I couldn’t say nothing for a moment. Then I shook my head.
“Thanks just the same,” I said, “but I have to stay and watch over Wilbur. He won’t pay attention to the robot.”
The Widow Frye was disappointed. “Some other time?”
“Yeah, some other time.”
I went out after she was gone and invited Lester in.
“Can you sit down,” I asked, “or do you have to stand?”
“I have to stand,” said Lester.
So I left him standing there and sat down in the rocker.
“What does Wilbur eat?” I asked. “He must be getting hungry.”
The robot opened a door in the middle of his chest and took out a funny-looking bottle. He shook it and I could hear something rattling around inside of it.
“This is his nourishment,” said Lester. “He takes one every day.”

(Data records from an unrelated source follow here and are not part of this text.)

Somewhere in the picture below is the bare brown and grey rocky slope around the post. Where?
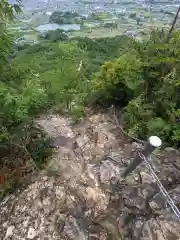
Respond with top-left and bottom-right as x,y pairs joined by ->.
0,111 -> 180,240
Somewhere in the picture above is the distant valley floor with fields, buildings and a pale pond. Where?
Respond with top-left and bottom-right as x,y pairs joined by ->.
9,0 -> 178,42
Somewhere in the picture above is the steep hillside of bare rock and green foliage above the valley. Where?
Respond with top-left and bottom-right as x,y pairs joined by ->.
0,1 -> 180,240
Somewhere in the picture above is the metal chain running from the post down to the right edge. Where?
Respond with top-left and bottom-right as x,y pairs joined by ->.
137,151 -> 180,221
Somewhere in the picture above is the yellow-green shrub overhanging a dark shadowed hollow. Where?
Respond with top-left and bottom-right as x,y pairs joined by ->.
92,54 -> 143,106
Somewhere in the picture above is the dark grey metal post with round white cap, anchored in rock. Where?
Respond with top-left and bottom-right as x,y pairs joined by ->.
121,136 -> 162,178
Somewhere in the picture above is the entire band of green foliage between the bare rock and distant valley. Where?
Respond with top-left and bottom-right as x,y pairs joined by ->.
0,1 -> 180,199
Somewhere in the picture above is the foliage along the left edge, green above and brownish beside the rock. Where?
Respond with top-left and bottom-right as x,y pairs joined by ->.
0,0 -> 50,195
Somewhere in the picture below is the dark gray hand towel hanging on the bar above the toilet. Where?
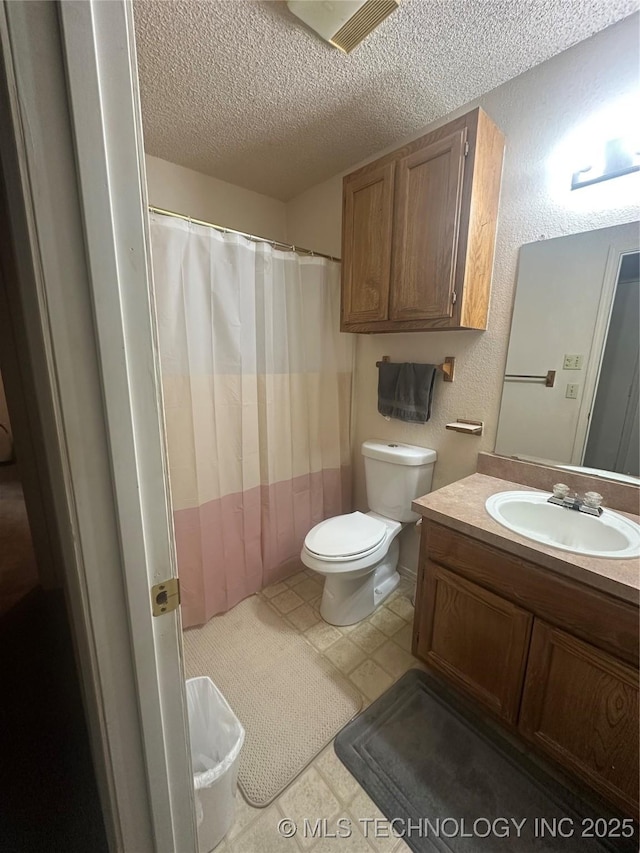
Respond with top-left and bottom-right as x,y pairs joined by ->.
378,361 -> 437,424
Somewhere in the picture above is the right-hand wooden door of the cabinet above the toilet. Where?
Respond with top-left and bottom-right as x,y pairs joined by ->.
389,128 -> 467,320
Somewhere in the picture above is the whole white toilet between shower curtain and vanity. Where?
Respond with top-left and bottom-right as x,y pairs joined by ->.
300,441 -> 437,625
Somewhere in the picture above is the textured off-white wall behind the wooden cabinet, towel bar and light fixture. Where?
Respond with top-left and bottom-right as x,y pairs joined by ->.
287,15 -> 640,508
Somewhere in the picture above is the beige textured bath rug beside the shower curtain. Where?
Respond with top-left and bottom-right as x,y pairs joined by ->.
184,596 -> 361,808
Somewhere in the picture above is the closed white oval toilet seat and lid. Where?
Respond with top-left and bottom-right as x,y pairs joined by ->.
304,512 -> 388,562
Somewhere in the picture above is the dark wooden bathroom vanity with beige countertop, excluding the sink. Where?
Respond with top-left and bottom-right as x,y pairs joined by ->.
413,474 -> 640,818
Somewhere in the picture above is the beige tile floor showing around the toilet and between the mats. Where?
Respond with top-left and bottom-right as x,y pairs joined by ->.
216,570 -> 420,853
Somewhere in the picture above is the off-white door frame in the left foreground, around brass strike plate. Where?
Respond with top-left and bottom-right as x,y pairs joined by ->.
0,0 -> 197,853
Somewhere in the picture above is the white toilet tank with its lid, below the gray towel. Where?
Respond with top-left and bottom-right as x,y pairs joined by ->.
362,441 -> 438,521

He went to put the bottle back and a big fat roll fell out. He stooped and picked it up.
“Money,” he explained.
“You folks have money, too?”
“We got this when we were indoctrinated. Hundred-dollar bills.”
“Hundred-dollar bills!”
“Too bulky otherwise,” said Lester blandly. He put the money and the bottle back into his chest and slapped shut the door.
I sat there in a fog. Hundred-dollar bills!
“Lester,” I suggested, “maybe you hadn’t ought to show anyone else that money. They might try to take it from you.”
“I know,” said Lester. “I keep it next to me.” And he slapped his chest. His slap would take the head right off a man.
I sat rocking in the chair and there was so much to think about that my mind went rocking back and forth with the chair. There was Wilbur first of all and the crazy way he got drunk, and the way the Widow Frye had acted, and all those hundred-dollar bills.